Saturday 14 May 2011

Mama Said Knock You Out

I thought we could start with parenting. I'm curious for your advice for new dads. Is there shit we should be doing that we don't know about?
Well, I don't know. My husband was really good about helping out. The problem was diapers. He never got past the poop. He would do these [gagging noise] Oh God, I'm gonna vomit. Never got over it.


That's a long road, man.
Four years. A loooong road.

I remember, the first time I saw my wife's breast pump, I thought, This is an alarming, medieval device.
Yeah, the thing's upsetting. I would try to pump milk while watching Entourage on demand. And that was the worst possible way to do it. Like, I had the pump on, and I'd hear Turtle on TV: Yo, E, you ever fuck a girl when she has her period? I just sat there thinking: Oooh, this is not how this is meant to be.

Louis C.K. has a classic line that it's completely okay to call your kid an asshole. What do you think?
I think that any person being an asshole deserves it. Especially toddlers—they're total d-bags. You gotta let them know.

You write about telling your daughter that people have "yellow" hair to fight the global blonde conspiracy. My son's blond. Is he superior, or do you have to be a girl for that magic to happen?
Oh, it still carries some weight. I think yeah. I wouldn't even bother with him—he'll be fine. What color are his eyes?

Blue.
Don't even teach him to read.

When the 30 Rock pilot aired, Tom Shales wrote that it needed "a better premise and funnier dialogue." Since you're shooting the one hundredth episode today, would you like to tell him to suck it on the record?
I'm pretty sure he did go back and suck it. But my memory is that the main problem with it was that I was such a terrible actor! Which I do not dispute—but now contend doesn't matter.

But Liz is in almost every scene!
She is the spine, yes. But I always feel like she's like Jerry Seinfeld on Seinfeld. You couldn't have done Seinfeld and hired some random guy to be Seinfeld.

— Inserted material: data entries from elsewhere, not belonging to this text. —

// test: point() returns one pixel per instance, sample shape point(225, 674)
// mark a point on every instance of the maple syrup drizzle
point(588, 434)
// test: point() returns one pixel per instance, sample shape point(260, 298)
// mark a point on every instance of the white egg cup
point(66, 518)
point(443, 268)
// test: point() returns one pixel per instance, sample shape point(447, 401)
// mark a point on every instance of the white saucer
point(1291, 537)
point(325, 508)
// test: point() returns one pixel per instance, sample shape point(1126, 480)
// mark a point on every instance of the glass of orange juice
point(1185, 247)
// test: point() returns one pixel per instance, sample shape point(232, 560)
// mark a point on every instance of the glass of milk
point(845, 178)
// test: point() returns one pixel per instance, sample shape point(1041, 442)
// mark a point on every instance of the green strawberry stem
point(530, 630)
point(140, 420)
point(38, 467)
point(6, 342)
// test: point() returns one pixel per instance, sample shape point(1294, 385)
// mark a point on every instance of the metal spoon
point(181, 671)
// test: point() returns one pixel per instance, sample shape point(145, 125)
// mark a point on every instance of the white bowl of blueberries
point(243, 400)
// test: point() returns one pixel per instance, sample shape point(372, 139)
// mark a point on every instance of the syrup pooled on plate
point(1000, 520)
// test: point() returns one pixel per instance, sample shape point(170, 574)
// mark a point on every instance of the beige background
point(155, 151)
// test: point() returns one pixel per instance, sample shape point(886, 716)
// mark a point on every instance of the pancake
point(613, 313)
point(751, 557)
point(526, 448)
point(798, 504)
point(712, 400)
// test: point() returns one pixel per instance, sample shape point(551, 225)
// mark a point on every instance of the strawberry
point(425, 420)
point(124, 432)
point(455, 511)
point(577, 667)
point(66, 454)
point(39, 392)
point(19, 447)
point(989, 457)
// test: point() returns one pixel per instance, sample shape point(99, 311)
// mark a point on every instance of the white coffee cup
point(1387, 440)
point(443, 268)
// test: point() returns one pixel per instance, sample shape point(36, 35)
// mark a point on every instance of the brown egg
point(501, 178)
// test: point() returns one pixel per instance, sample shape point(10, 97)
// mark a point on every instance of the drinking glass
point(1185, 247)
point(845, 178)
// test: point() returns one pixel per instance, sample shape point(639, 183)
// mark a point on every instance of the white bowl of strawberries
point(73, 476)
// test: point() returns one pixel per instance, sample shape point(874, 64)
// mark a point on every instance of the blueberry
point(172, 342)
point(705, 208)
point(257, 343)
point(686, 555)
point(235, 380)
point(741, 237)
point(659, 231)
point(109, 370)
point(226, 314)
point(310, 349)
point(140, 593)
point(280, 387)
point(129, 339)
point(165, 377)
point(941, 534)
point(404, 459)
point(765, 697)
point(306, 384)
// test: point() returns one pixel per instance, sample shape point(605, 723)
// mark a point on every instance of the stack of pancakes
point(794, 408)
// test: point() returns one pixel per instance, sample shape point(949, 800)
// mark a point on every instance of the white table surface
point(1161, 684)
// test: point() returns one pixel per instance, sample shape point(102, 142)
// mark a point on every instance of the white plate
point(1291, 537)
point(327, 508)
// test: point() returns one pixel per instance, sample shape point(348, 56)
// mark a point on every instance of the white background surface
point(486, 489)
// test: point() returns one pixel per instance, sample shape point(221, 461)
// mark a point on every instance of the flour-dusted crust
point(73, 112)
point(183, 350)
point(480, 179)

What he was bringing was very specific to him.

What was the darkest moment on the road to one hundred episodes? It was dicey for a while there.
You know, I just watched an episode that, in my mind, is a pivotal one: "Black Tie," from season one, where Paul Reubens played an inbred Austrian prince.

Of course, I remember it.
It was very, very weird.

Jenna ends up with him at the end, right?
And then he dies. It was the last episode that we shot before we were supposed to get our pickup. When we were on-set, we were joking that the episode was called "Black Tie" but should be called "Good-bye America!" We weren't trying to be weird, you know. We wanted people to like the show—we just didn't know how to do it. We were just like, "This? Do you like this? Do you like inbred Austrians? No? You don't?" That was the one where we were like, "Maybe we should start looking for what props we're going to keep from this endeavor."

I'm curious. Do you think Liz is ugly? Because there are all these jokes about her being unattractive, and I just don't see it.
It's never that she's ugly—I mean, she is sometimes slovenly. But for me, it's always been kind of the opposite of what people have said about her. It's about how other men see her, and has nothing to do with how she really is. When Jack is like, "Ugh, you're a mess," it's because of what his brain wants a woman to be. It has nothing to do with the physical symmetry of her size or anything. So no, she's not ugly. She's kind of sloppy. But all the clothes that Liz Lemon wears are much nicer than what I would wear on a writing-hiatus week.

Lady blogs like Jezebel exploded after the episode with the Liz-hires-a-feminist-comic thing. It sure seemed like you were commenting on the outrage when Olivia Munn—hot lady, not necessarily hot comic—was hired on The Daily Show.
I was actually really pleased that Jezebel got that it was about the whole Olivia thing, because the treatment of Olivia was weird on that site. She just kept getting reamed! And it was this weird mix. They would go after her, and then the next thing would be like, "Defending the Rights of Sex Workers." And I was just like, "Well, why can't we just say Olivia's a sex worker? Leave her alone!"

You've claimed publicly that the key to comedy is a staffing mix of Harvard people and Chicago improv people. What's the alchemy there?
It's Spock and Kirk. One's visceral and the other's cerebral. They're asocial, but they mix together nicely.